Short-term electricity price forecasting in deregulated electricity markets has been studied extensively in recent years but without significant reduction in price forecasting errors. Also demand-side management and short-term scheduling operations in smart grids do not require strictly very accurate forecast and can be executed with certain practical price thresholds. This paper, therefore, presents a multikernel extreme learning machine (MKELM) for both short-term electricity price forecasting and classification according to some prespecified price thresholds. The kernel ELM does not require the hidden layer mapping function to be known and produces robust prediction and classification in comparison with the conventional ELM using random weights between the input and hidden layers. Further in the MKELM formulation, the linear combination of the weighted kernels is optimized using vaporization precipitation-based water cycle algorithm (WCA) to produce significantly accurate electricity price prediction and classification.
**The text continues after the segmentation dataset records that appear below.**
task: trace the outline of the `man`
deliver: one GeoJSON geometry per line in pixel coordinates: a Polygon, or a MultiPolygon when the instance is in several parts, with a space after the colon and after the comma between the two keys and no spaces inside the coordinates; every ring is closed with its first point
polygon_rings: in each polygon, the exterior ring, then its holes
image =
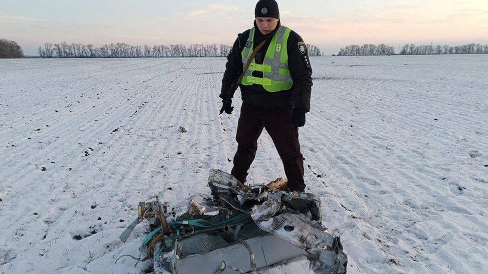
{"type": "Polygon", "coordinates": [[[298,127],[305,124],[305,113],[310,110],[312,69],[306,46],[300,35],[281,25],[274,0],[260,0],[254,13],[254,27],[238,35],[228,56],[220,96],[225,112],[230,114],[234,107],[229,97],[235,90],[230,93],[230,89],[252,53],[266,40],[239,85],[243,103],[231,174],[242,183],[246,181],[264,128],[283,162],[288,188],[304,192],[298,127]]]}

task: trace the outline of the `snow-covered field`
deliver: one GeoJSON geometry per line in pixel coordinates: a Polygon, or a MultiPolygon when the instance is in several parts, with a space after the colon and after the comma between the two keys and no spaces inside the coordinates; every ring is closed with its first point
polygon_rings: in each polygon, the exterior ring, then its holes
{"type": "MultiPolygon", "coordinates": [[[[312,62],[306,181],[349,272],[486,273],[488,55],[312,62]]],[[[144,225],[118,239],[138,203],[208,195],[208,171],[232,167],[224,64],[0,60],[0,273],[150,270],[114,264],[140,254],[144,225]]],[[[259,147],[248,180],[284,176],[266,133],[259,147]]]]}

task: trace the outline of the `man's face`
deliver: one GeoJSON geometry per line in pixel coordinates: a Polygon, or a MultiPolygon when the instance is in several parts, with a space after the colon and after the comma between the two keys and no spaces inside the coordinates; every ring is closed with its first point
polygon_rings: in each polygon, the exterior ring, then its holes
{"type": "Polygon", "coordinates": [[[278,19],[270,17],[258,17],[256,18],[256,24],[262,33],[267,34],[276,28],[276,26],[278,25],[278,19]]]}

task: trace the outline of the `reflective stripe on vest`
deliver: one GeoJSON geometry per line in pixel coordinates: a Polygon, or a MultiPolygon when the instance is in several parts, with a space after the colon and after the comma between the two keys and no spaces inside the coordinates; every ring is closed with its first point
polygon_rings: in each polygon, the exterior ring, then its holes
{"type": "MultiPolygon", "coordinates": [[[[255,31],[254,27],[251,29],[246,47],[242,52],[243,64],[248,62],[254,47],[255,31]]],[[[246,86],[253,84],[261,85],[270,92],[288,90],[292,88],[293,79],[288,67],[286,43],[290,31],[290,28],[286,26],[280,27],[268,46],[262,64],[256,63],[256,59],[253,59],[244,73],[241,84],[246,86]],[[262,72],[263,77],[253,76],[252,72],[254,71],[262,72]]]]}

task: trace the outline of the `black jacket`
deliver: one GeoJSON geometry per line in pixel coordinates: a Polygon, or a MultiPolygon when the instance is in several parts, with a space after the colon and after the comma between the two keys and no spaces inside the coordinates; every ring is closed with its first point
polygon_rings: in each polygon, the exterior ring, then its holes
{"type": "MultiPolygon", "coordinates": [[[[278,21],[274,30],[264,35],[259,31],[254,22],[254,46],[258,45],[264,39],[268,39],[268,41],[256,54],[255,59],[256,63],[262,64],[271,39],[280,25],[278,21]]],[[[250,29],[248,29],[238,34],[227,57],[228,61],[226,64],[226,72],[222,80],[222,89],[220,96],[223,100],[227,98],[228,92],[232,83],[242,73],[244,66],[241,53],[250,32],[250,29]]],[[[299,43],[300,45],[304,44],[303,39],[300,35],[292,30],[287,43],[288,65],[293,79],[292,88],[288,90],[270,92],[260,85],[240,85],[242,101],[244,103],[260,109],[294,107],[296,110],[298,111],[308,112],[310,110],[310,96],[312,84],[312,68],[306,47],[304,47],[304,52],[302,52],[300,50],[299,43]]],[[[304,49],[303,47],[302,48],[304,49]]],[[[252,75],[262,77],[262,72],[254,71],[252,75]]]]}

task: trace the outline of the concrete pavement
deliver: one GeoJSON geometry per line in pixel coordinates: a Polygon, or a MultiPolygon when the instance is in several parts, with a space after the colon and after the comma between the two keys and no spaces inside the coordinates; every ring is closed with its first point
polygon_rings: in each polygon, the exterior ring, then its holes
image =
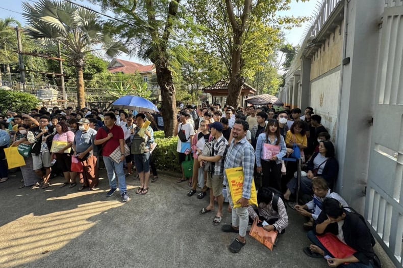
{"type": "MultiPolygon", "coordinates": [[[[187,183],[164,174],[147,194],[137,195],[139,181],[131,176],[131,199],[123,203],[118,191],[105,196],[108,179],[100,171],[99,190],[94,191],[79,192],[79,184],[60,188],[61,177],[46,189],[18,189],[19,172],[0,184],[0,267],[327,266],[324,259],[303,252],[309,245],[305,220],[290,209],[290,225],[272,251],[248,235],[246,245],[234,254],[228,247],[236,234],[220,230],[231,222],[230,214],[224,210],[216,226],[214,212],[199,214],[208,196],[189,197],[187,183]]],[[[393,266],[381,257],[384,267],[393,266]]]]}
The combination of MKELM and WCA is named as WCA-MKELM in this work. To validate the effectiveness of the proposed approach, three electricity markets, namely PJM, Ontario and New South Wales, are considered for electricity price forecasting and classification producing fairly accurate results.

Keywords

Electricity price forecasting and classification Extreme learning machine Kernel extreme learning machine Kernel functions Price thresholds Mutated water cycle algorithm 

Notes

Compliance with ethical standards

Conflict of interest

The authors declare that they have no conflict of interest for this paper.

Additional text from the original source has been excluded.